Örneğin bizlere lise mekteplerinde, hadi lise neyse de tarih eğitimi veren fakültelerde Osmanlının Memluklerle yapılan Mercidabık (1516) ve Ridaniye (1517) muharebelerini yüzeysel bir şekilde anlattılar... Neden yüzeysel anlattılar bunu ayrı bir yazımda yazayım... Ama bugün sizlere Yavuz Sultan Selim'in bu seferindeki bir hikâyesini ve Yavuz Sultan Selim'in bilinmeyen bir dramını anlatayım…

Türkmen Kızı

Yavuz Sultan Selim, Ridaniye ve Mercidabık seferleri esnasında Şam yakınına otağını kurdurarak burada üç ay kadar kalır. Bir Türkmen kızı da zaman zaman padişahın çadırına gelerek, otağın temizlik işlerini yapar, hünkâr çadırını tertibe ve düzene sokarak sıradan gündelik işlerle meşgul olur.
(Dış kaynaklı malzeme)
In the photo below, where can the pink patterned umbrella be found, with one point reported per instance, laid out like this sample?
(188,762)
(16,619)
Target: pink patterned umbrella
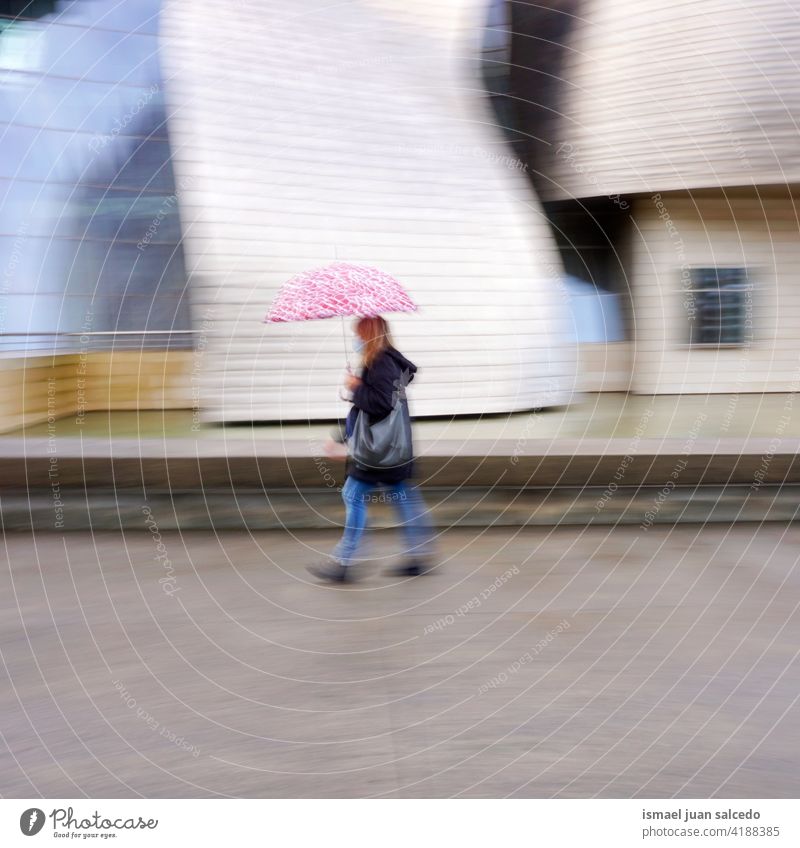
(339,289)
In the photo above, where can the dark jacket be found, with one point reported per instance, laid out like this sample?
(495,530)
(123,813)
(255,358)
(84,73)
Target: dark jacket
(374,396)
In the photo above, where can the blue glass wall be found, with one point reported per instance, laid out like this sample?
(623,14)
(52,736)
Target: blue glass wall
(89,227)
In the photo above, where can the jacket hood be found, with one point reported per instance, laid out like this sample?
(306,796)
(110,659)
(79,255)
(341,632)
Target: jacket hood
(405,364)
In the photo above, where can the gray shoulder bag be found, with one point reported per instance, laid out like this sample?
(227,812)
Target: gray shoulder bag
(386,443)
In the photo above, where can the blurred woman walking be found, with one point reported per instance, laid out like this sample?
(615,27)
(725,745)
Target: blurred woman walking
(375,394)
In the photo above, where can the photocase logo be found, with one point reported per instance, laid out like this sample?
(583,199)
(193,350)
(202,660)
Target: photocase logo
(31,821)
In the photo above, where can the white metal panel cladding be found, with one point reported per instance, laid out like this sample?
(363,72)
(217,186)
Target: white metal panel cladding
(674,94)
(308,133)
(755,229)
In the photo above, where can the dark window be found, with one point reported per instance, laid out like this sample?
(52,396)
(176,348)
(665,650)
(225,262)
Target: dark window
(718,304)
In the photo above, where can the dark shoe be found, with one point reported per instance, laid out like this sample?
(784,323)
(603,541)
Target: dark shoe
(331,572)
(411,568)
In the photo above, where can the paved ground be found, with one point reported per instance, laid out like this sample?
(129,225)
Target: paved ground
(616,662)
(591,416)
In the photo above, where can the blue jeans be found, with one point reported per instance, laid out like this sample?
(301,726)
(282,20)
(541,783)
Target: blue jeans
(407,500)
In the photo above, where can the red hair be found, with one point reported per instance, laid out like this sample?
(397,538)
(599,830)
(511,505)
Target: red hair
(374,332)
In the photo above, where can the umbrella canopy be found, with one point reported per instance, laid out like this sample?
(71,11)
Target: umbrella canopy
(339,289)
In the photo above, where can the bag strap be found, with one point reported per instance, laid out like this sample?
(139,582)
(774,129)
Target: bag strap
(400,385)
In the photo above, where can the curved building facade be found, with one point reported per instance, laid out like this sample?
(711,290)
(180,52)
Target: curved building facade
(666,96)
(668,163)
(356,132)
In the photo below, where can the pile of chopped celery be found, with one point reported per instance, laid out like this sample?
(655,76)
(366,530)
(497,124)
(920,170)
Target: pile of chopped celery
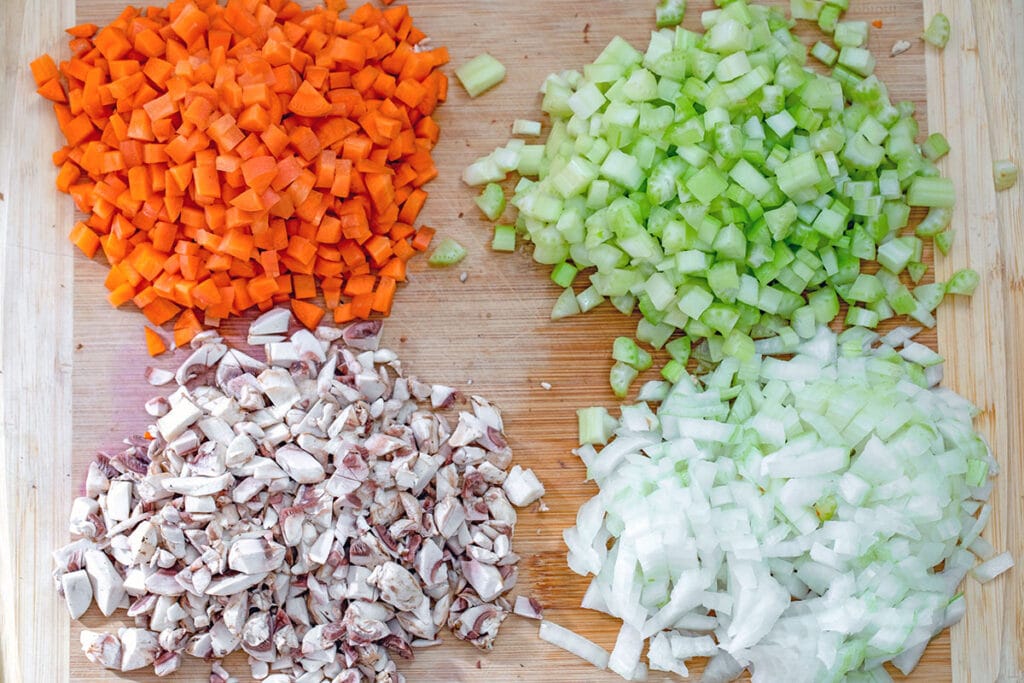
(726,190)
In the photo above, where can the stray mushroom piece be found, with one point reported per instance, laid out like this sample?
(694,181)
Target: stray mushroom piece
(317,512)
(522,486)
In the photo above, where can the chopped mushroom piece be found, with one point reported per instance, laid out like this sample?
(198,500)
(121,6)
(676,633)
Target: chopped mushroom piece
(318,512)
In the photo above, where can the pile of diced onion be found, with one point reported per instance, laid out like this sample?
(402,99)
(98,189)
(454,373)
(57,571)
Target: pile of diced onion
(807,518)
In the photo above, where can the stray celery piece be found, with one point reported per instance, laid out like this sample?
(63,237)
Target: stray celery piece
(621,377)
(492,201)
(626,350)
(851,34)
(679,349)
(1005,174)
(827,17)
(480,74)
(674,371)
(824,53)
(937,33)
(669,12)
(563,274)
(964,282)
(448,252)
(525,127)
(595,425)
(565,305)
(805,9)
(935,147)
(504,238)
(931,191)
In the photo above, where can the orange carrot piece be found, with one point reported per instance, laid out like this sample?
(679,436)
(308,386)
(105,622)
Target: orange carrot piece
(155,344)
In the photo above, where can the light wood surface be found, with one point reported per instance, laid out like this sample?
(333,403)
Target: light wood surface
(72,369)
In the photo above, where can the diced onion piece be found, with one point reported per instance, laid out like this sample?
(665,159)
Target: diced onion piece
(574,643)
(991,568)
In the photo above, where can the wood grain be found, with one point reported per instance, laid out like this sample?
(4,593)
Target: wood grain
(36,273)
(982,65)
(493,330)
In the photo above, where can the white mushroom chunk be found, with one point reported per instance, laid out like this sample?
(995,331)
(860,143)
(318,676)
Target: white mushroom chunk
(235,584)
(253,556)
(273,322)
(108,586)
(101,647)
(198,485)
(528,607)
(78,592)
(282,354)
(142,542)
(441,396)
(182,415)
(240,451)
(397,587)
(139,647)
(279,386)
(522,486)
(485,579)
(158,376)
(119,500)
(313,512)
(95,481)
(84,515)
(300,465)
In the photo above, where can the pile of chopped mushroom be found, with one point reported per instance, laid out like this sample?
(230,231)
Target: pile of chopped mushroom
(317,511)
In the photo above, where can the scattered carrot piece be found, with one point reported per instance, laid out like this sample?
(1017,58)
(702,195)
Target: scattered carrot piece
(307,313)
(154,342)
(231,157)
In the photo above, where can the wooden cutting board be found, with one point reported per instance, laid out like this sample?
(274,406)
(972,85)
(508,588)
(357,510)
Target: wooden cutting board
(492,334)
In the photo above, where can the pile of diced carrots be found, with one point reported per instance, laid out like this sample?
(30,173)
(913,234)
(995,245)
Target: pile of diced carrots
(240,156)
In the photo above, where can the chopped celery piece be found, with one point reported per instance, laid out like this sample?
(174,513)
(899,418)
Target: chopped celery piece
(563,274)
(565,305)
(492,201)
(851,34)
(937,33)
(525,127)
(724,189)
(621,377)
(669,12)
(828,17)
(857,59)
(448,252)
(679,349)
(931,191)
(626,350)
(1005,174)
(964,282)
(589,299)
(936,146)
(674,371)
(805,9)
(824,53)
(480,74)
(504,238)
(596,425)
(936,221)
(861,317)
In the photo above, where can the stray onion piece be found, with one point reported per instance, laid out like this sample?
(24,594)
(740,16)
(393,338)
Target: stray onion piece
(773,510)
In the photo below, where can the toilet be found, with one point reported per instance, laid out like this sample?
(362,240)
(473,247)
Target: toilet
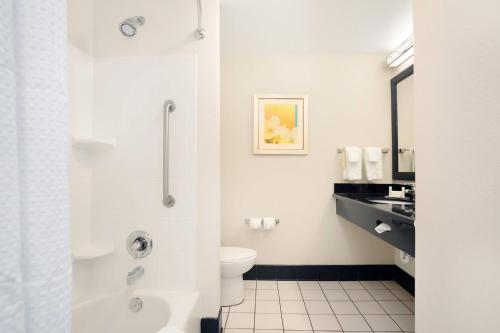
(234,262)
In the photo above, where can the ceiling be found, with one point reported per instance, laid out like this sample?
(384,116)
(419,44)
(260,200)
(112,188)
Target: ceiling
(314,26)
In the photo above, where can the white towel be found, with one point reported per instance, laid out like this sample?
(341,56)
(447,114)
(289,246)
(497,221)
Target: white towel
(373,163)
(352,165)
(269,223)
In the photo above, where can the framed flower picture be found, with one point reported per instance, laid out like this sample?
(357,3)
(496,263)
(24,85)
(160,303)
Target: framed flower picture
(280,124)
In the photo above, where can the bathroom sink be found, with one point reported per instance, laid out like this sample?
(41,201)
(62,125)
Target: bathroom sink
(392,202)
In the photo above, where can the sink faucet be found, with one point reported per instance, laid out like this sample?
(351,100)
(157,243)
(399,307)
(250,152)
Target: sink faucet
(412,191)
(134,274)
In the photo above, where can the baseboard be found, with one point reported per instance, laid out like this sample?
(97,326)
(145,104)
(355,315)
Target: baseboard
(212,325)
(333,273)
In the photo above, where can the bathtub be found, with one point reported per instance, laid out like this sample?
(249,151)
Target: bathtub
(162,312)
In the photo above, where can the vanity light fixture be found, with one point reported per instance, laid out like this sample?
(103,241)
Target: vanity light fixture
(402,53)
Yine bir sabah temizlik için geldiğinde, Sultan Selim’i görür. Türkmen güzelinin gönlü sultana, su gibi anîden akıverir, gönlünü kaptırır ona. Hani kalbin, her an bir halden başka bir hale geçmek, gibi anlamları da vardır ya, zamanla Türkmen kızının kalbinin içini, ince bir sızı sarar ve başlar genç kızın kalbi için için kaynamaya. 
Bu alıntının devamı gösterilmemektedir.